PS1/ If one use bootMer to perform semi-parametric bootstrapping and
use.u is TRUE (the only option for now with semi-par. bootstrap), then
residuals are randomly permuted and added to the fitted values.
PS2/ I believe what I'm asking here is related and similar to what was
asked here:
https://stat.ethz.ch/pipermail/r-sig-mixed-models/2010q4/005049.html
which wasn't replied to (at least on the list).
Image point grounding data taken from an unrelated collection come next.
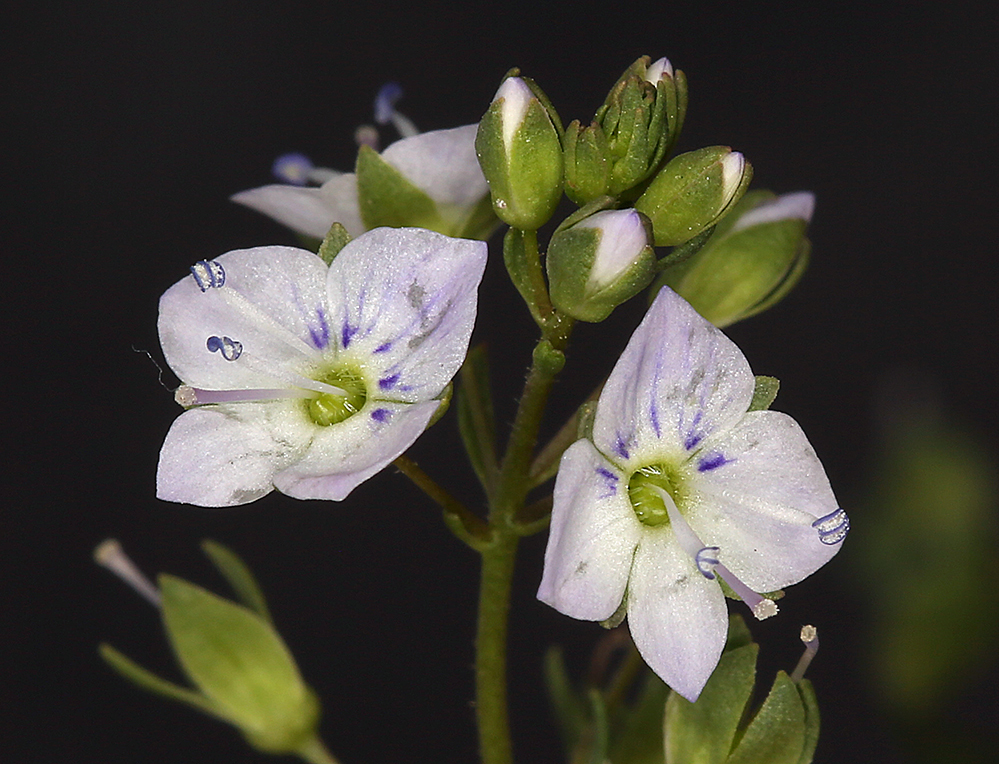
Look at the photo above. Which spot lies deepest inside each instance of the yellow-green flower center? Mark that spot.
(645, 500)
(328, 408)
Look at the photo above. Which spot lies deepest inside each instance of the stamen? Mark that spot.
(298, 170)
(690, 543)
(706, 561)
(228, 347)
(188, 396)
(833, 527)
(208, 274)
(385, 110)
(258, 317)
(810, 636)
(110, 555)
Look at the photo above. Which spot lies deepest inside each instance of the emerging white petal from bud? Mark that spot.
(658, 70)
(622, 239)
(516, 97)
(797, 205)
(733, 168)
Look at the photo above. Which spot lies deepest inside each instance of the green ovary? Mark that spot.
(329, 408)
(646, 502)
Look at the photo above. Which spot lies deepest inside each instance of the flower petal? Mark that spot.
(224, 456)
(404, 302)
(678, 381)
(344, 455)
(443, 164)
(593, 536)
(758, 504)
(286, 291)
(677, 617)
(309, 211)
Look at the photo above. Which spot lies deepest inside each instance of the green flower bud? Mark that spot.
(520, 152)
(750, 262)
(599, 263)
(693, 191)
(587, 162)
(640, 119)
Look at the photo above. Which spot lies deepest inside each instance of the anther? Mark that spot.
(228, 347)
(385, 110)
(110, 555)
(833, 527)
(810, 636)
(208, 274)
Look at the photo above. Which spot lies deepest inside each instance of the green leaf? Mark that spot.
(147, 680)
(811, 705)
(239, 576)
(240, 663)
(764, 393)
(777, 733)
(336, 239)
(476, 419)
(387, 198)
(703, 732)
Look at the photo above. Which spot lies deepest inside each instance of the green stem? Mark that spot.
(315, 752)
(499, 557)
(490, 650)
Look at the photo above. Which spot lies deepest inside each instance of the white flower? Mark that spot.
(680, 483)
(308, 378)
(441, 163)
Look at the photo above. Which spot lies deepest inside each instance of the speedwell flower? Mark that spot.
(308, 378)
(440, 164)
(680, 485)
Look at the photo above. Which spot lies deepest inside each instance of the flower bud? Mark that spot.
(751, 261)
(640, 118)
(520, 152)
(693, 191)
(599, 263)
(242, 666)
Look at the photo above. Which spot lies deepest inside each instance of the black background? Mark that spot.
(131, 123)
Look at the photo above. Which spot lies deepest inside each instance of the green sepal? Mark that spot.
(811, 706)
(764, 393)
(336, 239)
(776, 735)
(703, 732)
(241, 664)
(444, 403)
(476, 417)
(570, 711)
(638, 739)
(387, 198)
(239, 576)
(146, 680)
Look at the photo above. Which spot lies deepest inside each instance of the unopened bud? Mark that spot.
(752, 260)
(520, 152)
(599, 263)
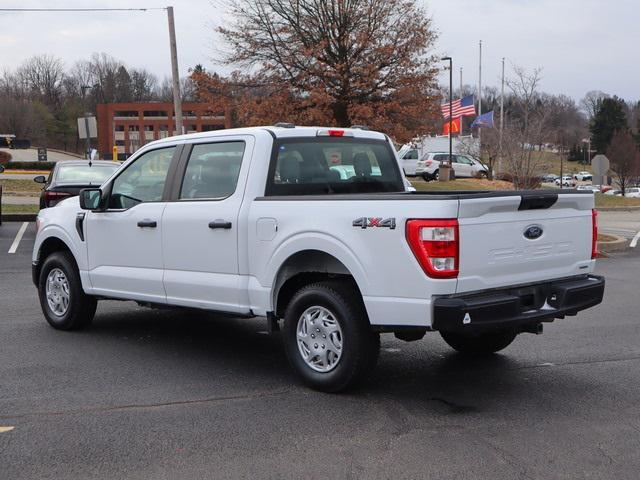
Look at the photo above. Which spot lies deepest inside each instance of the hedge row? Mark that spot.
(29, 165)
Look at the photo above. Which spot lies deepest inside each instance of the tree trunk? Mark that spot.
(341, 114)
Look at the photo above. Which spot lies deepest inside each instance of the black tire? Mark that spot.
(360, 345)
(81, 307)
(480, 344)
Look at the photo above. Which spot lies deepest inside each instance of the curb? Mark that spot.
(629, 208)
(19, 217)
(617, 245)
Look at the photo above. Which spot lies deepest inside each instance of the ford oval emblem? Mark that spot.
(532, 232)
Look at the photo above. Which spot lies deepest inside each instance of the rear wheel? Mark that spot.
(479, 344)
(63, 302)
(327, 336)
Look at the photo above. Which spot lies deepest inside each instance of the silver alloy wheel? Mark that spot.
(57, 292)
(319, 339)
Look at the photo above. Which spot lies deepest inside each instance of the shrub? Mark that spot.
(29, 165)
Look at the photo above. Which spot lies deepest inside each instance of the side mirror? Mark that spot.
(90, 198)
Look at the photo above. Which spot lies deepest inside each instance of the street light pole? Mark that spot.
(444, 175)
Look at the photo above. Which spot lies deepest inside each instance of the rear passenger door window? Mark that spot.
(212, 171)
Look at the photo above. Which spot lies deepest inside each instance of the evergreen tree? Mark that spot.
(608, 119)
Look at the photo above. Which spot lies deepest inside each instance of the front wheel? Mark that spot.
(480, 344)
(63, 302)
(327, 337)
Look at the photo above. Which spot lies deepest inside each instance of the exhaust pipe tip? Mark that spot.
(535, 328)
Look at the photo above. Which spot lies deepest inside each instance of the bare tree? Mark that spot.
(625, 159)
(527, 126)
(591, 102)
(364, 61)
(43, 75)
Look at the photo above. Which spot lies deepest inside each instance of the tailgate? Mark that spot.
(524, 238)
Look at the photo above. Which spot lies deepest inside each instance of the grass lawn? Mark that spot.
(20, 185)
(20, 209)
(612, 201)
(550, 163)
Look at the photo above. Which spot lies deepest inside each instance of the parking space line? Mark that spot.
(16, 241)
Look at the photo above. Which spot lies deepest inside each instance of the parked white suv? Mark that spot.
(567, 181)
(463, 166)
(314, 229)
(583, 176)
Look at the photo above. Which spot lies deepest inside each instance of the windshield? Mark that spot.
(85, 174)
(318, 165)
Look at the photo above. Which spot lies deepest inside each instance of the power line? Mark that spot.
(79, 9)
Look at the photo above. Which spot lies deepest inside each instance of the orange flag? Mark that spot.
(455, 126)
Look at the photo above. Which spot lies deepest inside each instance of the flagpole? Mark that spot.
(501, 119)
(480, 98)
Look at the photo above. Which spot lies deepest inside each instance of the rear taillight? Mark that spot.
(435, 244)
(51, 198)
(594, 233)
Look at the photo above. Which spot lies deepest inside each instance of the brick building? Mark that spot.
(131, 125)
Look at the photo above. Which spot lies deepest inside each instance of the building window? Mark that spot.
(125, 113)
(155, 113)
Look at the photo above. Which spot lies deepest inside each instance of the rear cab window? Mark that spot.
(319, 165)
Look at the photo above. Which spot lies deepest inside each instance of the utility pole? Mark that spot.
(445, 173)
(501, 120)
(177, 99)
(480, 97)
(87, 144)
(461, 95)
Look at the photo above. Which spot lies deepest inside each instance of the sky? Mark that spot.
(580, 45)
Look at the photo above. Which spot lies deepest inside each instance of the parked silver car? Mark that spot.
(463, 166)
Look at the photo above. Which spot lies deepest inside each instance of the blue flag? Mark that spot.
(483, 121)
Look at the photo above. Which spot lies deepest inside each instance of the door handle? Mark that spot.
(147, 223)
(220, 224)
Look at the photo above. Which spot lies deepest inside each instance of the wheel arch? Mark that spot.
(303, 268)
(47, 246)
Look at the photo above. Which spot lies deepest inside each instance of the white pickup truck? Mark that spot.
(316, 228)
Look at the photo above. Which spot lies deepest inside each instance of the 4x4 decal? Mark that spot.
(372, 222)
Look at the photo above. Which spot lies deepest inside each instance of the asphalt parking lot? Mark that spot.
(165, 394)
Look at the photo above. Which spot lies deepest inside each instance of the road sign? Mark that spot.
(600, 165)
(87, 124)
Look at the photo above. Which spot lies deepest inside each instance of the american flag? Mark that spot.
(461, 107)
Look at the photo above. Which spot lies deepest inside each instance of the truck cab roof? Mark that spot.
(277, 132)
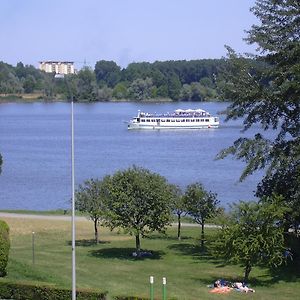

PS3/ for my personal knowledge, I would be glad to get a hint on what
"spherized" random effects mean - google was of no help on this (which
somehow makes me feel good at times...)
"Spherized" means a form of the random effects that are uncorrelated
and where all observations have equal variance (so that the points
would fall in a (hyper)sphere in multidimensional space. This is discussed
under the rubric "spherical" in the introductory chapter of Doug
Bates's book.
PS4/ for those interested, usage of use.u = TRUE with observation-level
random effect or nested random effects is problematic, ie. does not run:
you get things like:
Error in dim(val) <- c(n, nsim) :
dims [product 164] do not match the length of object [123]
In addition: Warning message:
In etasim.fix + etasim.reff :
longer object length is not a multiple of shorter object length
Yes indeed (although I'm not 100% sure of the pattern --
I think it may not require nested random effects to break). Will fix!